When compared to the gauge observations, Nimrod had very large frequency biases throughout the forecast period, particularly for the higher rain rates (Fig. 16a). This may be partly due to its coarse spatial resolution, since the occurrence of rain anywhere within the grid box would be represented by a 25 km^{2} region of rain. It is also related to a broader overestimation of spatial rain rates (e.g., see Fig. 1). Figure 16c shows that the mean bias for 30-min nowcasts of half-hourly rain is 0.25 mm. The bias decreases with time as an increasingly greater fraction of the forecast is derived from the NWP model, so that after 3 h the bias is close to 0. The large bias is also responsible for the MAE-based skill score being negative for at least 3 h into the forecast. The occurrence of rain >0 mm was better predicted by PERSIS than by Nimrod or EXTRAP (Fig. 16b), a result of the high false alarm rate in the radar-based forecasts. EXTRAP provided the best forecasts of heavier rainfall occurrence for the first 2 h.

## 9. Verification of S-PROG

S-PROG, short for Spectral Prognosis, is an advection based algorithm that represents rain as a multiplicative cascade of structures characterizing a spectrum of spatial and temporal scales (Seed and Keenan 2001). The version used in the Sydney FDP assumes that the total rain area remains constant in time, with the smaller-scale structures (usually corresponding to the more intense rain cells) decaying more quickly than the larger-scale structures. This produces an increasingly smooth field as the forecast progresses.^{2}

Figure 17 shows the mean rain location errors for the S-PROG algorithm. It had slightly greater location errors than EXTRAP nowcasts throughout the forecast period, with values of about 10 km after 30 min. The difference was most likely due to the influence of S-PROG's smoothing of rain maxima on the CRA pattern matching results.

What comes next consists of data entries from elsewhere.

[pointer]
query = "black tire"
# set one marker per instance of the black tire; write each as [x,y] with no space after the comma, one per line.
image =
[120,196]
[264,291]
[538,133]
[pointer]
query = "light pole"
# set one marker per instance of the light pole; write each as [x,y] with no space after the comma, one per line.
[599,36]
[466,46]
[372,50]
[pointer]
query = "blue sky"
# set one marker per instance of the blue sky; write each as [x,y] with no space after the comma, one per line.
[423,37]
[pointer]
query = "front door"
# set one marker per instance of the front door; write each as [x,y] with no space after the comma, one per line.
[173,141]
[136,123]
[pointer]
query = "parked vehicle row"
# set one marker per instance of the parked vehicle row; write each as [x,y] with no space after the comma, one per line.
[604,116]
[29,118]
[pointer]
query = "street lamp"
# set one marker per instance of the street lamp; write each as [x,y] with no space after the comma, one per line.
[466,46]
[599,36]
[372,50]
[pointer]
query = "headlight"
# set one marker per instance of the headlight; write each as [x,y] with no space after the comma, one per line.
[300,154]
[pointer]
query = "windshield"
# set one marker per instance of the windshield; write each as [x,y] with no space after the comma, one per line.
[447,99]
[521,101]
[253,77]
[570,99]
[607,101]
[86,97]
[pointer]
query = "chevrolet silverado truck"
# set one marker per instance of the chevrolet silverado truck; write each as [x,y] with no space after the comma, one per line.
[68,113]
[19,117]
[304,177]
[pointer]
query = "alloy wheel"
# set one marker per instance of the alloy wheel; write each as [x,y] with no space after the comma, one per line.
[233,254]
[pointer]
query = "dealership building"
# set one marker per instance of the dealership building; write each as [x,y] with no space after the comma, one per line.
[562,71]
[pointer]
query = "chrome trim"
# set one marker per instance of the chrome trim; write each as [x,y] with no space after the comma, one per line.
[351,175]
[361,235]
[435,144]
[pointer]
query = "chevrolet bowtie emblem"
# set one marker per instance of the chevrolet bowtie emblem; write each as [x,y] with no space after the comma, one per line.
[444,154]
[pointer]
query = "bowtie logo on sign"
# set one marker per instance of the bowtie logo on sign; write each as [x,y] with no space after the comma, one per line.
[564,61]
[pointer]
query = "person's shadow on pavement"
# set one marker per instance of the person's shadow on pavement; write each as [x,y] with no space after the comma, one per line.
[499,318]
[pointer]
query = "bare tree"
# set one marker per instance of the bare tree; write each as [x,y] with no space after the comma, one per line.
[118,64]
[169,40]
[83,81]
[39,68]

The smoothing is also evident in the plot of bias score versus time (Fig. 18a). Few occurrences of rain greater than 20 mm h^{−1} remained after only 10 min, and after 60 min the frequency of rain exceeding 5 mm h^{−1} was also severely underestimated. The CSI plot (Fig. 18b) shows that for the duration of the forecast period S-PROG provided slightly better predictions of light rain occurrence than did EXTRAP and PERSIS, with a value of 0.25 after 60 min. Performance for moderate rain was slightly worse than that of EXTRAP, while performance for heavy rain was significantly worse. The occurrence of convective rain was predicted with greater skill than stratiform rain. In terms of both the mean absolute error and the spatial correlation coefficient, S-PROG performed notably better than EXTRAP and PERSIS (Fig. 18c). This is the result of the conservative nature of S-PROG forecasts, and is consistent with the scheme's philosophy of not attempting to predict the smaller-scale structures beyond their natural timescales. Because of the large number of samples, the 95% confidence intervals for the verification statistics were very tight, and all differences between S-PROG and EXTRAP were statistically significant at the 95% level.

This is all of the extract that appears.